DOE approach to the optimization of lipid nanoparticles for self-amplifying mRNA (saRNA) expression and cellular activation was presented by Ly et al. [ 27 ]. The first optimization was performed based on a definitive screening design (DSD). A 7 three-level matrix was built with two two-level qualitative factors and one three-level qualitative factor (iteration A, 26 formulations). Input variables were: N/P ratio (5; 10; 15), phospholipid type: DOPE; DSPC phospholipid content (10; 15; 20 mol %), ionizable lipid type (pKa) (DLin-MC3-DMA (6.4); ALC-0315 (6.09); SM-102 (6.75)), ionizable lipid content (30; 40; 50 %mol), DMG-PEG-2000 content (0; 1.25; 2.5 %mol) total flow rate during preparation (2; 9; 16 mL/min), ambient temperature during formulation (4; 20; 37 °C), aqueous-phase pH (3; 5; 7), and RNA type (mRNA; saRNA). Output variables were size, PDI, EE%, charge, % filled particles, and % full RNA transcripts. Apart from standard statistical methods such as variance analysis (ANOVA), linear regression, and Spearman’s correlation, Python’s scikit-learn module, statsmodels package, and the seaborn library were also used. The second optimization was performed based on a Box–Behnken design (BBD). Three three-level and 1 three-level quantitative factor (iteration B, 26 formulation) were tested. Input variables were phospholipid content (12.5; 15; 17.5 %mol), ionizable lipid type (pKa) (DLin-MC3-DMA (6.4); ALC-0315 (6.09); SM-102 (6.75)), ionizable lipid content (35; 40; 45 %mol), and aqueous-phase pH (4; 5; 6). The N/P ratio was fixed at 10, DOPE was used as a phospholipid, DMG-PEG-2000 content was fixed at 1.25 %mol, the total flow rate was fixed at 16 mL/min, and ambient temperature during formulation was fixed at 20 °C). Output variables were size, PDI, EE%, charge, % filled particles, % full RNA transcripts, protein expression, and cellular activation. Response surface modeling was carried out using second-order ordinary least square (OLS) regression based on the scikit-learn module and statsmodels package. A Box–Cox transformation of response variables was used to improve model accuracy. The optimization of simultaneous responses was realized by the desirability function, and optimal operating conditions were obtained using the SciPy 1.0 library and Broyden–Fletcher–Goldfarb–Shanno (BFGS) optimization algorithm.

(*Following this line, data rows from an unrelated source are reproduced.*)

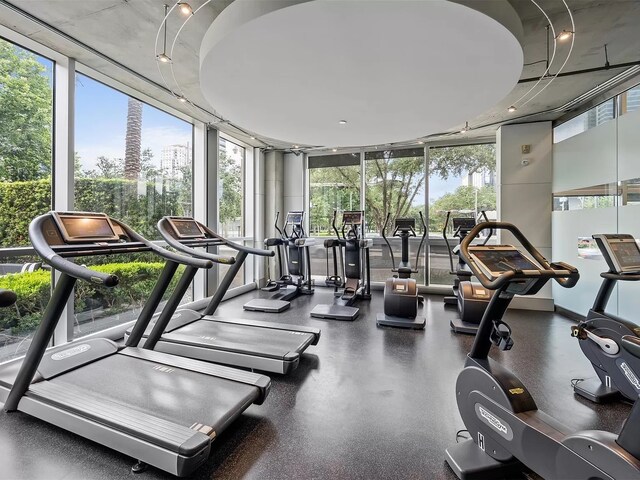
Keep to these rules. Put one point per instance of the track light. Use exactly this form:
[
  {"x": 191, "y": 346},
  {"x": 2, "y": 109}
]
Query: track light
[
  {"x": 185, "y": 8},
  {"x": 164, "y": 58},
  {"x": 564, "y": 35}
]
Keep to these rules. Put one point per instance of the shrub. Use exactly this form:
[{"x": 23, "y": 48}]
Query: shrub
[{"x": 137, "y": 280}]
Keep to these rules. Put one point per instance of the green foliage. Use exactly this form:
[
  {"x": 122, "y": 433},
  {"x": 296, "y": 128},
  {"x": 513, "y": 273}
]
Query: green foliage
[
  {"x": 25, "y": 115},
  {"x": 21, "y": 202},
  {"x": 230, "y": 181},
  {"x": 137, "y": 280}
]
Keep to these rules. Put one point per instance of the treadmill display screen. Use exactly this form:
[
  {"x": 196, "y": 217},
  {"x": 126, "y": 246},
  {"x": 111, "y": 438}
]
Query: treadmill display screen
[
  {"x": 78, "y": 228},
  {"x": 352, "y": 218},
  {"x": 295, "y": 218},
  {"x": 627, "y": 254},
  {"x": 503, "y": 260},
  {"x": 186, "y": 228}
]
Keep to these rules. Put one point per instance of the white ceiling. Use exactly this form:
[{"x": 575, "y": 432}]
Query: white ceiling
[
  {"x": 125, "y": 30},
  {"x": 395, "y": 70}
]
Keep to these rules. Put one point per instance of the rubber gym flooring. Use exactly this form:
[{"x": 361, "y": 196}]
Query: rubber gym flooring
[{"x": 365, "y": 403}]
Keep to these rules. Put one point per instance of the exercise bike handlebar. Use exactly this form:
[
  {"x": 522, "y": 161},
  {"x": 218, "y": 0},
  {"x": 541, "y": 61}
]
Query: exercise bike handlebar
[{"x": 563, "y": 273}]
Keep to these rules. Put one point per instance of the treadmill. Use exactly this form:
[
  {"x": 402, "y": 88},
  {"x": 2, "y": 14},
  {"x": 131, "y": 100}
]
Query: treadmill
[
  {"x": 160, "y": 409},
  {"x": 265, "y": 346}
]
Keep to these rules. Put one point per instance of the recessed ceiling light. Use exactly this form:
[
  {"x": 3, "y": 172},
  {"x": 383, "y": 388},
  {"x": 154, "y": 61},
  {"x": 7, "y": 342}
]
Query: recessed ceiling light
[
  {"x": 564, "y": 35},
  {"x": 164, "y": 58},
  {"x": 185, "y": 8}
]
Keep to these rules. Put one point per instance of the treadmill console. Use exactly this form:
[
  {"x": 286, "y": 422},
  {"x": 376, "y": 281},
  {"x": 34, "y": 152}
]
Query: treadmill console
[
  {"x": 294, "y": 218},
  {"x": 405, "y": 223},
  {"x": 620, "y": 251},
  {"x": 83, "y": 227},
  {"x": 353, "y": 217},
  {"x": 185, "y": 228},
  {"x": 463, "y": 223},
  {"x": 495, "y": 260}
]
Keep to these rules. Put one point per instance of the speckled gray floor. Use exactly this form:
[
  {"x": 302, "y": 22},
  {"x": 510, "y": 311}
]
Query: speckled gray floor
[{"x": 365, "y": 403}]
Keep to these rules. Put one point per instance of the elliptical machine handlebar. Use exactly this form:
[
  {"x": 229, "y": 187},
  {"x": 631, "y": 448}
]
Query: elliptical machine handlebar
[{"x": 566, "y": 275}]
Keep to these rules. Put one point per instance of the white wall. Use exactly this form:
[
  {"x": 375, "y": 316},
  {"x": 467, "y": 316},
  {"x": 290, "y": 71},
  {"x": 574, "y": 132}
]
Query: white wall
[{"x": 524, "y": 193}]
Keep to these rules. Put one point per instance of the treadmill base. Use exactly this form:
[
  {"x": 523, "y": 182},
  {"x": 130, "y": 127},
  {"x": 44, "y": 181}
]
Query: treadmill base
[
  {"x": 335, "y": 312},
  {"x": 460, "y": 326},
  {"x": 593, "y": 389},
  {"x": 417, "y": 323},
  {"x": 266, "y": 305}
]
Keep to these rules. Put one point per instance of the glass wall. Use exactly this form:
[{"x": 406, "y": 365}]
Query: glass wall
[
  {"x": 462, "y": 181},
  {"x": 231, "y": 172},
  {"x": 395, "y": 187},
  {"x": 26, "y": 127},
  {"x": 133, "y": 162}
]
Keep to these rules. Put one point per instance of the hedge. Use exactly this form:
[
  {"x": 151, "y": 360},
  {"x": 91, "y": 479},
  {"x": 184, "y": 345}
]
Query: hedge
[{"x": 137, "y": 279}]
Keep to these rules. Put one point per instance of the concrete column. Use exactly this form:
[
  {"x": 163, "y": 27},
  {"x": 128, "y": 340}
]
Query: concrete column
[{"x": 524, "y": 192}]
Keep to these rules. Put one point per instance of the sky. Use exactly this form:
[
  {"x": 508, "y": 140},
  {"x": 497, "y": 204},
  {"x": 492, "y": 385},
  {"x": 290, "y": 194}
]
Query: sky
[{"x": 101, "y": 124}]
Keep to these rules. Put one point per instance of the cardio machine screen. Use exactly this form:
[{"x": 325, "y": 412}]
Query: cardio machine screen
[
  {"x": 503, "y": 260},
  {"x": 352, "y": 218},
  {"x": 627, "y": 254},
  {"x": 295, "y": 218},
  {"x": 76, "y": 228},
  {"x": 186, "y": 228}
]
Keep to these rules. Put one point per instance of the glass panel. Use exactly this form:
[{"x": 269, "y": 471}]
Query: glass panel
[
  {"x": 395, "y": 185},
  {"x": 334, "y": 183},
  {"x": 630, "y": 100},
  {"x": 461, "y": 180},
  {"x": 583, "y": 122},
  {"x": 231, "y": 160},
  {"x": 597, "y": 196},
  {"x": 133, "y": 162},
  {"x": 26, "y": 119}
]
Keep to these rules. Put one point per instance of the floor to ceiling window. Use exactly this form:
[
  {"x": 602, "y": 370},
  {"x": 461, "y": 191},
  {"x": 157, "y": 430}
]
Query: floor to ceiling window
[
  {"x": 462, "y": 180},
  {"x": 26, "y": 119},
  {"x": 133, "y": 162},
  {"x": 395, "y": 188},
  {"x": 231, "y": 217}
]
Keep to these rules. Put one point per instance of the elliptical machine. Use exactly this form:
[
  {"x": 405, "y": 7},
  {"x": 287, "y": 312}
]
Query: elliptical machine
[
  {"x": 401, "y": 297},
  {"x": 294, "y": 248},
  {"x": 601, "y": 334},
  {"x": 471, "y": 298},
  {"x": 357, "y": 271},
  {"x": 507, "y": 429}
]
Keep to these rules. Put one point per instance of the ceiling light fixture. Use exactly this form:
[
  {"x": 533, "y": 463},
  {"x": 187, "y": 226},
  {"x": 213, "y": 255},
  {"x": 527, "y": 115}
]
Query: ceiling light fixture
[
  {"x": 564, "y": 35},
  {"x": 185, "y": 8},
  {"x": 163, "y": 57}
]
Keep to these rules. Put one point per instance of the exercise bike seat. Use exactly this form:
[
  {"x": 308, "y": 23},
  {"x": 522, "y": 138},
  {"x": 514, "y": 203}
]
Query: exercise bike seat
[{"x": 631, "y": 345}]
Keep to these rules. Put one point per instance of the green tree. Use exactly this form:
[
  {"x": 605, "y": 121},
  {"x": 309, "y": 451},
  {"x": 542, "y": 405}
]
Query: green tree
[
  {"x": 25, "y": 115},
  {"x": 230, "y": 189}
]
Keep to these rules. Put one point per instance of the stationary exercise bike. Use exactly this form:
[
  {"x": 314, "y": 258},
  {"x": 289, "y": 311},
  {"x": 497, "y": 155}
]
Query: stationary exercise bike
[
  {"x": 293, "y": 247},
  {"x": 401, "y": 297},
  {"x": 601, "y": 334},
  {"x": 507, "y": 429},
  {"x": 471, "y": 298}
]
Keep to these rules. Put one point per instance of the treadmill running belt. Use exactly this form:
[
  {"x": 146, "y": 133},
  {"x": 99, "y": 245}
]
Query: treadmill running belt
[{"x": 251, "y": 340}]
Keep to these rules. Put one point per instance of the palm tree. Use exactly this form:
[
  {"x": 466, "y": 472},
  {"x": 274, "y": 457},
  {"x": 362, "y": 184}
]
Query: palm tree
[{"x": 133, "y": 140}]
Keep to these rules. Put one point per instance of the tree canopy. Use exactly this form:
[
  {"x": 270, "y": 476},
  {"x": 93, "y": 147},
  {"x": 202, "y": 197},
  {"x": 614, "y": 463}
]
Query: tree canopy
[{"x": 25, "y": 115}]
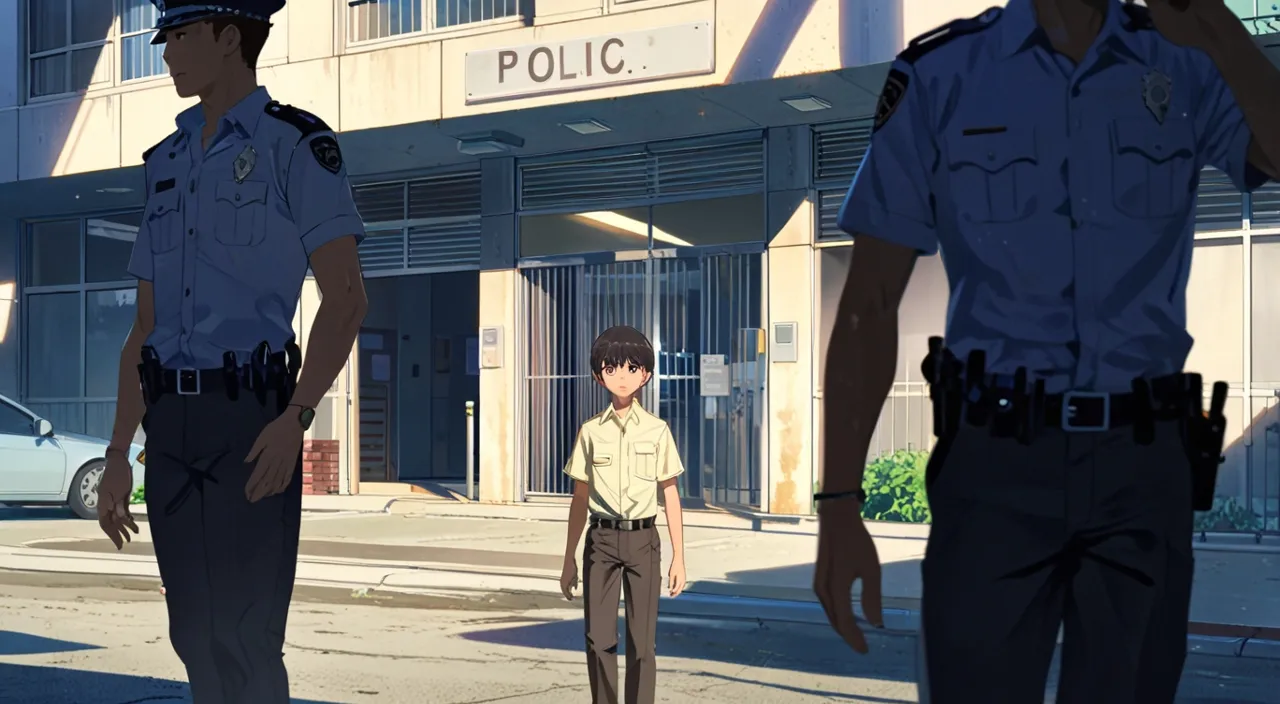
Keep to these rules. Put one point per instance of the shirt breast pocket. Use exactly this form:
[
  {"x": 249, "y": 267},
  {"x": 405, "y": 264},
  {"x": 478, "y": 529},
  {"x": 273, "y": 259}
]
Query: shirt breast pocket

The paper by Mendonca et al. [ 28 ] presented a review of LNP delivery of different types of nucleic acids: siRNA, mRNA, and pDNA. Stricted DOE was not described, but a lot of important variables that affected the effectiveness of LNP formulations were listed ( Table S1 ).

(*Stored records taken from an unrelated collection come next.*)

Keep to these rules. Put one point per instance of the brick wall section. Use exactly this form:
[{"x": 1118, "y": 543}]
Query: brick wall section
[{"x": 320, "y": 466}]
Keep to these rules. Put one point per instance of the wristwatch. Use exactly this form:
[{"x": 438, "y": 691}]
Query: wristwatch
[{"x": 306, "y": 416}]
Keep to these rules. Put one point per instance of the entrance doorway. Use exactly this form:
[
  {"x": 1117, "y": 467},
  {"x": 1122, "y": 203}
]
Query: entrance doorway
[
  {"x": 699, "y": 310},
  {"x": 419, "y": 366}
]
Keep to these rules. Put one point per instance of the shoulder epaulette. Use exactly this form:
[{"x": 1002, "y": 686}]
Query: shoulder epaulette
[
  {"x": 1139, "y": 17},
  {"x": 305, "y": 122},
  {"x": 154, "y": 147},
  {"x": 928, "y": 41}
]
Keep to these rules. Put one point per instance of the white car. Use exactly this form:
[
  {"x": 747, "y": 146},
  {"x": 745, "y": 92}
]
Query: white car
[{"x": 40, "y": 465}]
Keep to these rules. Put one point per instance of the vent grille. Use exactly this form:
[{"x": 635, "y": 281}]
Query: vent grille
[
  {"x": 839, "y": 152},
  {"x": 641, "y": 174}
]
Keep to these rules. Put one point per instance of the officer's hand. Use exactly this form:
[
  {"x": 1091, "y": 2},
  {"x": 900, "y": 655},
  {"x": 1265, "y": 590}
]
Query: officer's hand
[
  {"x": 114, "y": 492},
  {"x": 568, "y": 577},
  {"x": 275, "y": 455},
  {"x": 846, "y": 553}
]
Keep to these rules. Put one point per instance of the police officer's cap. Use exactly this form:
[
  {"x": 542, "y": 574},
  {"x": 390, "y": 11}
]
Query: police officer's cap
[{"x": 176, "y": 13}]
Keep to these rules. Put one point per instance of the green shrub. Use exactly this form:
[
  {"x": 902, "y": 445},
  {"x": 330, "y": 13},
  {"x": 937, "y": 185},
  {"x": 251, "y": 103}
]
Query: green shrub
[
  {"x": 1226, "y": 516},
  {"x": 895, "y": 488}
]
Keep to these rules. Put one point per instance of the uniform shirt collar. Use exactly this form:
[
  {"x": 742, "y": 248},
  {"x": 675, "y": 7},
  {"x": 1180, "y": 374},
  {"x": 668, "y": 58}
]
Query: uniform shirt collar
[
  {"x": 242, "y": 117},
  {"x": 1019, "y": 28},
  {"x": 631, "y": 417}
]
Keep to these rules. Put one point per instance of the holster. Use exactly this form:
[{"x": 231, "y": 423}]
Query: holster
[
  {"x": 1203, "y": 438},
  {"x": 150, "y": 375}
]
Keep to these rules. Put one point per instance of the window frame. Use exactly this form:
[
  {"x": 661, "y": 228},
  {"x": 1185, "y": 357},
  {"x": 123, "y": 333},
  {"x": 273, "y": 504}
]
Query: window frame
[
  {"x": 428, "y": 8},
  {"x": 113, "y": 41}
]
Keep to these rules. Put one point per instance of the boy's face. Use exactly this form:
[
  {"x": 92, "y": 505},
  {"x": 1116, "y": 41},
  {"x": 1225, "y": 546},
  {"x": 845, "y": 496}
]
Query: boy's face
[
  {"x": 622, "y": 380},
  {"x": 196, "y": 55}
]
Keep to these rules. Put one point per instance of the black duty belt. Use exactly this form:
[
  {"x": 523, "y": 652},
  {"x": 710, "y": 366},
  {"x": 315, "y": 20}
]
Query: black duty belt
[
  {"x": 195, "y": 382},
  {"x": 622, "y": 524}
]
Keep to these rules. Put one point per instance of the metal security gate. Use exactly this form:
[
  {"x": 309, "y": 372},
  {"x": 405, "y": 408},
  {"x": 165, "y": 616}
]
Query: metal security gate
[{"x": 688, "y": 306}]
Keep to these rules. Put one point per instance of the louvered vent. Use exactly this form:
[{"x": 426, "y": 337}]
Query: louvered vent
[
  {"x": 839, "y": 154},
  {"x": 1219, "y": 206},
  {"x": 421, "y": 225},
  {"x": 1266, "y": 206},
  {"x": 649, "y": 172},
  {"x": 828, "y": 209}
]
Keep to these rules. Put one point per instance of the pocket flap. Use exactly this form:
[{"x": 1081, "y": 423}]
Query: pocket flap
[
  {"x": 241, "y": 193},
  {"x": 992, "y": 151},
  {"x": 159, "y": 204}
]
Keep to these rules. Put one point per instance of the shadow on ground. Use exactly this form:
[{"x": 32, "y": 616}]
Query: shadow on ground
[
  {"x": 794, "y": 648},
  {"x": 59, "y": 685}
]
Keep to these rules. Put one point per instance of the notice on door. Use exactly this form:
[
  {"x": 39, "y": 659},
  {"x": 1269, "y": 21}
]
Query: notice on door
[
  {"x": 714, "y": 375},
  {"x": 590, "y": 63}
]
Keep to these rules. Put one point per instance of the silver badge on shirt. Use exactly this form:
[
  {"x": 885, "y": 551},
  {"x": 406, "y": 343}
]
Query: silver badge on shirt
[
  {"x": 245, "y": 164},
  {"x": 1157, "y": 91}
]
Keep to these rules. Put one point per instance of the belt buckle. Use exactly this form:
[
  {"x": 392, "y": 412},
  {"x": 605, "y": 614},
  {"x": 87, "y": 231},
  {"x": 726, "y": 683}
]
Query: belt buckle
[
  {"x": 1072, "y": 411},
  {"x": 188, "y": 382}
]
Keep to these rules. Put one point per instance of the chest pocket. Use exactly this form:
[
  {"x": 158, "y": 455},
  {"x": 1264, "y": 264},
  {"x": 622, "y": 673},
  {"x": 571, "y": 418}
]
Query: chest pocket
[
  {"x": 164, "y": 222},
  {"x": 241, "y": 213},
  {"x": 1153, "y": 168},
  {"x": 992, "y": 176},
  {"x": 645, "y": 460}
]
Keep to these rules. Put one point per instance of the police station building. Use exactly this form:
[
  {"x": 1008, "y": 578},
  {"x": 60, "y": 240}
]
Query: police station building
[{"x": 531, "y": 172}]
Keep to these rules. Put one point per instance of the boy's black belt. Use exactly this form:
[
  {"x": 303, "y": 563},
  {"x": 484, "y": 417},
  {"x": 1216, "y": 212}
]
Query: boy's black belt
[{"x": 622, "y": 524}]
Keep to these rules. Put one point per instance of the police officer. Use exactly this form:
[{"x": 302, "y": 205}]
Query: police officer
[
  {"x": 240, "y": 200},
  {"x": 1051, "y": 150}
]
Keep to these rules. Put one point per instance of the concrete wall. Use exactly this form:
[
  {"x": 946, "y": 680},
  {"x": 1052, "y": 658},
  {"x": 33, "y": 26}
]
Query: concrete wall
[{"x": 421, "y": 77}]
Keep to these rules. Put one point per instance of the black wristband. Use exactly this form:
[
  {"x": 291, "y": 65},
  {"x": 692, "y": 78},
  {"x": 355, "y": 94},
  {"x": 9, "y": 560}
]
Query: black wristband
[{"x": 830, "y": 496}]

The last presented work by Bastogne et al. [ 29 ] concerns the optimization of cationic nano-lipid for siRNA transfection. DOE was performed based on a D-optimal mixture design (36 formulations were tested). Input variables were DOTAP proportion (%) in the LNP content, the concentration of PEG surfactant (%), the lecithin proportion (%), and LNP size (small, medium, large). Output variables were safety attributes related to the LNP stability (unstable or stable states, 0 or 1), siRNA transfection rate (PC3-GFP) (min 30%), and PDI. Response surface equations, a class of polynomial models, are used to describe the links between the input and output variables. Bayesian estimation method, the posterior predictive check, and the leave-one-out cross-correlation were used to evaluate the model prediction.

4. Discussion

Optimization of lipid-based RNA formulations is essential to achieve reproducible quality of pharmaceutical products in terms of efficacy and safety; therefore, the application of QbD and DOE appears to be a very useful tool for the robust development of this complex RNA-LNP system. The performance of LNPs is strongly influenced by the chemical structure of each component, the interactions between them, and the physicochemical properties of the final formulation.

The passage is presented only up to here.